手の腱のうち、指を曲げる方向に働くのが屈筋腱、伸ばす方向に働くのが伸筋腱です。
腱は腱鞘というトンネルの中を滑走します。
手を使い過ぎると、腱と腱鞘の間で摩擦が起こり、腫れます。
安静にして手を使わなければ腫れはひきますが、使い続けると腫れがひかず、痛みを伴います。

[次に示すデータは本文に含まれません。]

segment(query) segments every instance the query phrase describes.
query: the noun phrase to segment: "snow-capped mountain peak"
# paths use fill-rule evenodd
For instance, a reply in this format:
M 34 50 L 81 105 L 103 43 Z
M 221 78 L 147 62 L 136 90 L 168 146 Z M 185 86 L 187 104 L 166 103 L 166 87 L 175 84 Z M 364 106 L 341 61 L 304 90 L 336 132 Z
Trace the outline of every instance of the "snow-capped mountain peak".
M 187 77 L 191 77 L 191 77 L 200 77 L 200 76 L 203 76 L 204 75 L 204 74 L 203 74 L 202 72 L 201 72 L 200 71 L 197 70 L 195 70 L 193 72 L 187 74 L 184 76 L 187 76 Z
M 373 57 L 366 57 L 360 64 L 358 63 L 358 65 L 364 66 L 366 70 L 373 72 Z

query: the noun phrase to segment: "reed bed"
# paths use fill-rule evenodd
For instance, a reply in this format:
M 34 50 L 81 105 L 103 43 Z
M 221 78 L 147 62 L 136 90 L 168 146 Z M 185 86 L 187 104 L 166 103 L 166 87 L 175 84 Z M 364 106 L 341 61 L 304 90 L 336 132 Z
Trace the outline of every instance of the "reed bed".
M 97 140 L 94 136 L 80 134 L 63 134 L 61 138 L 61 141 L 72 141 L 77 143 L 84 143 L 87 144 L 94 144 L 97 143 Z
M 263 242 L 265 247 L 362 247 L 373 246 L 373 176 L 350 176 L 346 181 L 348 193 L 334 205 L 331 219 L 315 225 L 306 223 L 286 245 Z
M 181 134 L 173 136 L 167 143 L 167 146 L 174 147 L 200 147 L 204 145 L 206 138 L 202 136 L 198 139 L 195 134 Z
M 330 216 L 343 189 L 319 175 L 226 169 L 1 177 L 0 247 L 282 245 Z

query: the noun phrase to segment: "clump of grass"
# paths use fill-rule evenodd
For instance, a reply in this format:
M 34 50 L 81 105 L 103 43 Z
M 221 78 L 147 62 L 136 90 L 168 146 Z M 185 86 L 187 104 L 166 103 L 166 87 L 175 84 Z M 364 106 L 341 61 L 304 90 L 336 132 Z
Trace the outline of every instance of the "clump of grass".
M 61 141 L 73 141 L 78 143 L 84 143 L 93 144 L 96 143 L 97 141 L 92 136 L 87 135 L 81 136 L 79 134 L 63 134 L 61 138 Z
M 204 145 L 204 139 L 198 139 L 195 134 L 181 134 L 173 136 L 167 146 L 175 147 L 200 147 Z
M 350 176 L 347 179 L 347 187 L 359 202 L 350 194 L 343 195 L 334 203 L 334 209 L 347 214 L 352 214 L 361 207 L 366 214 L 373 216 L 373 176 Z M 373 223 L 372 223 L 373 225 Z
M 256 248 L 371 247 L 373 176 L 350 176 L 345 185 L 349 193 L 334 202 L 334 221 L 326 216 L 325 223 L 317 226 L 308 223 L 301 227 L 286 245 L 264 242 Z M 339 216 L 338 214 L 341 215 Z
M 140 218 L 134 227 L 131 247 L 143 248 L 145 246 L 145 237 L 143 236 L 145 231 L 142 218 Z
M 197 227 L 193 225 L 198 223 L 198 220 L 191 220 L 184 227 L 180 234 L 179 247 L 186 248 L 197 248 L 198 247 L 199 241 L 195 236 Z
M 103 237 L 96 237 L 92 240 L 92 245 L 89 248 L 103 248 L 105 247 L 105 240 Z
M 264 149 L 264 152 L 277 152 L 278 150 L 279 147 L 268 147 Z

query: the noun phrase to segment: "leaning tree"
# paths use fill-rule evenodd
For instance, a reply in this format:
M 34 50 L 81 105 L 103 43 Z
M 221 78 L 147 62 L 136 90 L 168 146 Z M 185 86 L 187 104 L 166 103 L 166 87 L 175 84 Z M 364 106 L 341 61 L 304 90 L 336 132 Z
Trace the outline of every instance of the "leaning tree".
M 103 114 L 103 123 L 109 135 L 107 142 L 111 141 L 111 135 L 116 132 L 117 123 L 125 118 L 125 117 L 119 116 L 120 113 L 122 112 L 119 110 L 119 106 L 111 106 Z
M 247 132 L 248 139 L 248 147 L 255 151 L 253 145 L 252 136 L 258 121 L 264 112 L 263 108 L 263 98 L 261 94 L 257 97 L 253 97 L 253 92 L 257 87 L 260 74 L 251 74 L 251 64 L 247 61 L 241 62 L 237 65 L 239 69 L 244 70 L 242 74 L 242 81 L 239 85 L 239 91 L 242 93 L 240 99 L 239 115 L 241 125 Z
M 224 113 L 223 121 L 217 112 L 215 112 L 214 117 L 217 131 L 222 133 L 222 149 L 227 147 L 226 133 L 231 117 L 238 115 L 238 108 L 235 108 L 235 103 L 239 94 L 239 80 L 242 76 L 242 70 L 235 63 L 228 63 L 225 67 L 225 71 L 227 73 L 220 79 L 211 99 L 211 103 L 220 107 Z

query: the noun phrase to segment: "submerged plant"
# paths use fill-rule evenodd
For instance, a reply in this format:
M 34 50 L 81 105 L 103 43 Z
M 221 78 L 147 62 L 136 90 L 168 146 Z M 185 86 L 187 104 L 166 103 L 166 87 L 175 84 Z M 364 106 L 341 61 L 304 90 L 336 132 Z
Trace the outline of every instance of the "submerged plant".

また、腱がひっかかって、縮んだばねのように指が開かなくなる現象が起きます。
そのため、「ばね指」とも呼ばれます。
<腱鞘炎の症状>
手のひら側に痛みが生じるのは、多くはばね指です。
グーの形にして(こぶしを握って)手を開いたときに、かっくんと遅れて伸びるような状態になります。
病状が進行すれば、指の付け根に痛みを伴います。
どの指にもなりますが、親指が最も多く、中指や薬指がそれに続きます。
重症になると、自力では伸ばすことができなくなります。
指を伸ばす側の腱鞘炎もあります。
頻度が多いのは、親指の付け根に生じるドケルバン病というものです。
親指を他の指で握った状態で、小指側に手首を曲げると、痛みが出ます。
この場合は、親指を伸ばしたり開いたりする動作が障害されます。
痛みが生じた場合は早めの対処をお願いします。